Wellington annexation, Project Tango data center
Discussions over Wellington’s proposal to annex Artistry Lakes also will include Arden and the Project Tango data center site. (Screenshot: PBC Channel 20)

Annexation into Wellington?

The meeting ended as promised at 8 pm but the intrigue carried over to the next day, when the County Commission voted to enter into negotiations with Wellington over an annexation proposal enlarged to include Arden and the data center property.

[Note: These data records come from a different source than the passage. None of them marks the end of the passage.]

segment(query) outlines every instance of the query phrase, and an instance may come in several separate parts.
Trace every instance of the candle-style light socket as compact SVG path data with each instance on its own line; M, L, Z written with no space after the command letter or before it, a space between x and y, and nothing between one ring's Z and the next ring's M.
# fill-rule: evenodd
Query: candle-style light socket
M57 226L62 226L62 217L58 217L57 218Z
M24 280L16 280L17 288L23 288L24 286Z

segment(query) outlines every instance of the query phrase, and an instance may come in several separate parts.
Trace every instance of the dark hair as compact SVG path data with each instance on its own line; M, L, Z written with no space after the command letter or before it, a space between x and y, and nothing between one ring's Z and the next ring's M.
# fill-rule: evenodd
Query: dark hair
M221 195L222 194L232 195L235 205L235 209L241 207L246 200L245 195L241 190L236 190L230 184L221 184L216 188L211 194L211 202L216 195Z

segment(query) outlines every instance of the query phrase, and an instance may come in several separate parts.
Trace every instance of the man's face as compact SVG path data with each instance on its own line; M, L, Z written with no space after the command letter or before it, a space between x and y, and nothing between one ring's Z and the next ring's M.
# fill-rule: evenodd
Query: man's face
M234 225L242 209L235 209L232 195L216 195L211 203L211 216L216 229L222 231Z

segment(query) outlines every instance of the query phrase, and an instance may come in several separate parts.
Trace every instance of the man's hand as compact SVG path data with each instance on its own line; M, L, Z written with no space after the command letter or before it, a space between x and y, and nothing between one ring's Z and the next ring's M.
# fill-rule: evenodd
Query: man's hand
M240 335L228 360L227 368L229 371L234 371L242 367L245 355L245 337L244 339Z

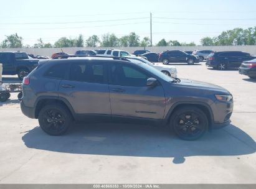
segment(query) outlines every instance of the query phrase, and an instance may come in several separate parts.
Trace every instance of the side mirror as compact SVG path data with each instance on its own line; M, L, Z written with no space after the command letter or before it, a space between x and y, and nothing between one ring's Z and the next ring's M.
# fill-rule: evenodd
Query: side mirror
M146 80L146 86L155 86L159 84L158 81L154 78L149 78Z

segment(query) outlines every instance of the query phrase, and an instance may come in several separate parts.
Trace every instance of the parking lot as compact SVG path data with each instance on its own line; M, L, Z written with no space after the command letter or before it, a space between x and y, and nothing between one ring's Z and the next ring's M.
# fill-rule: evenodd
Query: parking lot
M0 103L0 183L256 183L256 80L205 62L174 65L179 78L231 92L230 126L196 141L164 127L111 123L76 124L54 137L23 115L12 93ZM3 76L9 81L18 80Z

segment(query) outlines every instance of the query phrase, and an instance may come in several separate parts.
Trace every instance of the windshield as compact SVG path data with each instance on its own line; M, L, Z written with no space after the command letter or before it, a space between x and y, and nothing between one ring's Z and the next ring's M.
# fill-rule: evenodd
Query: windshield
M174 80L173 78L165 75L164 73L159 71L158 70L156 70L154 67L151 67L146 63L142 63L141 61L140 60L133 59L131 60L131 62L136 63L138 66L141 67L143 69L148 70L150 73L152 73L153 75L157 76L158 77L159 77L166 81L172 82Z

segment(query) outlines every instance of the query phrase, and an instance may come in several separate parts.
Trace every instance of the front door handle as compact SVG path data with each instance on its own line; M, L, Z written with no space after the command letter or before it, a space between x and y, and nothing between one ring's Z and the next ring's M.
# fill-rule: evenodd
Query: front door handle
M112 91L115 92L123 92L125 91L125 90L121 88L114 88L112 90Z
M61 86L63 88L75 88L75 86L71 85L62 85Z

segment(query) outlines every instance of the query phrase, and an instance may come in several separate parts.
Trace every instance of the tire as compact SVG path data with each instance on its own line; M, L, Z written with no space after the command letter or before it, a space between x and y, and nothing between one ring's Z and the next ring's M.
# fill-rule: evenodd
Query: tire
M72 119L66 107L59 104L49 104L39 112L38 121L41 129L51 136L63 135L69 128Z
M19 69L17 73L19 79L20 79L21 80L22 80L23 78L28 75L29 73L29 70L27 70L27 68Z
M0 93L0 102L6 102L7 99L9 98L8 94L9 94L10 93Z
M163 62L163 64L167 65L169 63L169 60L164 58L164 60L163 60L162 62Z
M18 99L21 100L21 98L22 98L22 92L19 93L17 97Z
M166 75L169 76L171 76L171 73L169 71L166 71L166 70L162 70L161 71L163 72L163 73L164 73L165 75Z
M225 63L220 63L217 66L217 69L219 70L224 70L227 68L227 65Z
M192 58L189 58L189 59L187 60L187 64L188 64L188 65L193 65L194 63L194 61L193 59L192 59Z
M186 106L175 111L170 124L178 137L186 141L196 140L208 130L206 114L194 106Z

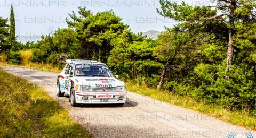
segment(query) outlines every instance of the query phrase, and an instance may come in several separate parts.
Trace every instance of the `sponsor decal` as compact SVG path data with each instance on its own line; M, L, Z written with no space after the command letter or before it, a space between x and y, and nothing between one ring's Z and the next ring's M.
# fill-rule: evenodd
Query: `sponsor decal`
M76 65L76 68L88 68L88 67L90 67L89 64L82 64L82 65Z
M111 79L100 79L102 83L111 82L115 81L115 80Z
M71 79L70 79L70 81L71 81L71 83L72 83L72 86L74 86L74 81Z
M91 79L86 79L85 80L86 80L86 81L99 81L99 80L100 80L99 79L93 79L93 78L91 78Z
M65 86L64 84L60 84L60 90L65 90Z
M112 98L113 97L113 95L112 94L100 94L100 95L96 95L96 97L97 98Z
M113 91L113 87L103 87L103 91Z
M64 79L64 76L61 75L59 75L58 77L61 77L62 79Z

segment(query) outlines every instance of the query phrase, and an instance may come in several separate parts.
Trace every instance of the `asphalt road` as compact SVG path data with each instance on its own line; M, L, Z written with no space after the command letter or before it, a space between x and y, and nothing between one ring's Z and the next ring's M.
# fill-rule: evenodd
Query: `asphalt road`
M86 105L73 107L66 97L56 95L58 74L1 66L41 86L96 137L246 137L249 131L191 110L128 92L122 106ZM256 132L250 131L254 137ZM239 135L241 135L238 137ZM243 137L242 136L243 136Z

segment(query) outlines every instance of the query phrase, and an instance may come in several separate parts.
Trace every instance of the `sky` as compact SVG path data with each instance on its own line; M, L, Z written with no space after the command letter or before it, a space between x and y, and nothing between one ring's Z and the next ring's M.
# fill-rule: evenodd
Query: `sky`
M170 0L181 3L181 0ZM212 5L210 0L185 0L190 5ZM177 22L160 15L159 0L0 0L0 16L9 18L13 6L18 41L39 39L58 28L67 28L66 18L78 6L86 6L94 14L112 9L134 32L162 31Z

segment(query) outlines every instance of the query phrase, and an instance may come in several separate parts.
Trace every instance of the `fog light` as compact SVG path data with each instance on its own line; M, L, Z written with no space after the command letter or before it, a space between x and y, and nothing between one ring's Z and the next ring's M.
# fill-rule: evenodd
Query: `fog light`
M83 100L88 100L88 97L87 97L87 96L83 96Z

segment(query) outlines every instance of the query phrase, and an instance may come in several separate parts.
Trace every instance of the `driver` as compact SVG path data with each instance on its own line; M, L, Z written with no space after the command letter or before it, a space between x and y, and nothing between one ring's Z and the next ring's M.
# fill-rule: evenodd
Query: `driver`
M78 68L76 69L76 75L84 75L83 68Z

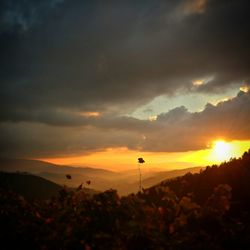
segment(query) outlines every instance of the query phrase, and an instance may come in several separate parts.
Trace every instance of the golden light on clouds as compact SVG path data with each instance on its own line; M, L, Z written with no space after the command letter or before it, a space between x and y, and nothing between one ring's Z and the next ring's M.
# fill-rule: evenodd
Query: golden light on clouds
M204 84L204 80L194 80L192 81L194 86L200 86L202 84Z
M138 157L145 158L144 167L162 170L183 169L207 166L238 158L250 148L250 141L226 142L214 140L211 147L204 150L187 152L140 152L127 148L107 148L103 151L75 157L40 159L55 164L72 166L89 166L110 170L128 170L136 168Z
M223 140L218 140L214 142L212 148L213 157L219 161L229 160L232 154L232 146L230 143Z
M101 114L99 112L81 112L80 115L85 117L98 117Z
M240 87L240 91L243 91L245 93L247 93L250 90L250 86L249 85L244 85Z
M149 121L153 122L153 121L156 121L157 120L157 115L152 115L152 116L149 116Z

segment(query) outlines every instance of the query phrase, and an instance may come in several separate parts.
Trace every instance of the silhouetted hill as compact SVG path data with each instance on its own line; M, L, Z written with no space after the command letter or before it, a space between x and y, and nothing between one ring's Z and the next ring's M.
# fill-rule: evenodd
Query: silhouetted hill
M187 173L182 177L165 180L158 186L169 187L179 197L192 194L198 203L204 203L219 184L231 186L235 204L244 204L250 208L250 150L239 159L231 159L219 166L207 166L200 173Z
M250 150L137 194L62 188L27 201L0 188L3 249L248 250ZM6 247L5 247L6 246Z
M194 167L194 168L184 168L184 169L176 169L171 171L161 171L153 174L151 177L145 178L142 180L142 185L145 188L151 187L156 183L159 184L164 180L169 180L175 177L183 176L187 173L195 174L202 171L202 167Z
M138 191L138 169L114 172L99 168L61 166L37 160L0 159L0 170L5 172L28 172L70 187L78 187L81 183L90 180L91 185L88 187L92 189L105 191L113 188L122 195ZM159 172L154 169L143 168L142 184L144 188L148 188L164 179L184 175L187 172L198 172L199 170L200 167ZM70 180L66 179L67 174L71 175Z
M62 187L39 176L0 172L0 188L28 199L49 199L58 195Z

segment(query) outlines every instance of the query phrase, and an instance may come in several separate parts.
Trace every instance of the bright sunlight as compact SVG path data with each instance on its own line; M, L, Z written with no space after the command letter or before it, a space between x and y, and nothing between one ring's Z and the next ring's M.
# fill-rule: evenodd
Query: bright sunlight
M218 161L229 160L232 156L231 154L232 146L230 143L223 140L218 140L214 142L212 148L213 157Z

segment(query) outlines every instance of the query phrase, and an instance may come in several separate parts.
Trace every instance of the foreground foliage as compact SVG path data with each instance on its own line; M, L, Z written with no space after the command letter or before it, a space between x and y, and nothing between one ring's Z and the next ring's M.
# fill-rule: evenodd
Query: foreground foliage
M27 201L1 190L1 249L249 249L249 180L250 151L126 197L80 186Z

Wellington had been pursuing the involuntary annexation of Artistry Lakes, a 446-acre site east of Arden approved for 534 homes. The county objected, saying it had sufficient grounds to block the village’s reach. 

In response, the village asked to enter into negotiations to create an Interlocal Service Boundary Agreement, which allows annexation of noncontiguous land.

The map reviewed by county commissioners on Thursday extended beyond Artistry to include a site to the east, Arden and the data center site. 

County commissioners were told state law required them to enter into negotiations but didn’t require them to reach a deal. After a 30-minute talk that never touched on Arden or the data center, commissioners voted 5-0 to move forward.

Watch the meeting video here.

Editor’s note: This story was corrected after publication to reflect that Wellington initiated the involuntary annexation of Artistry Lakes.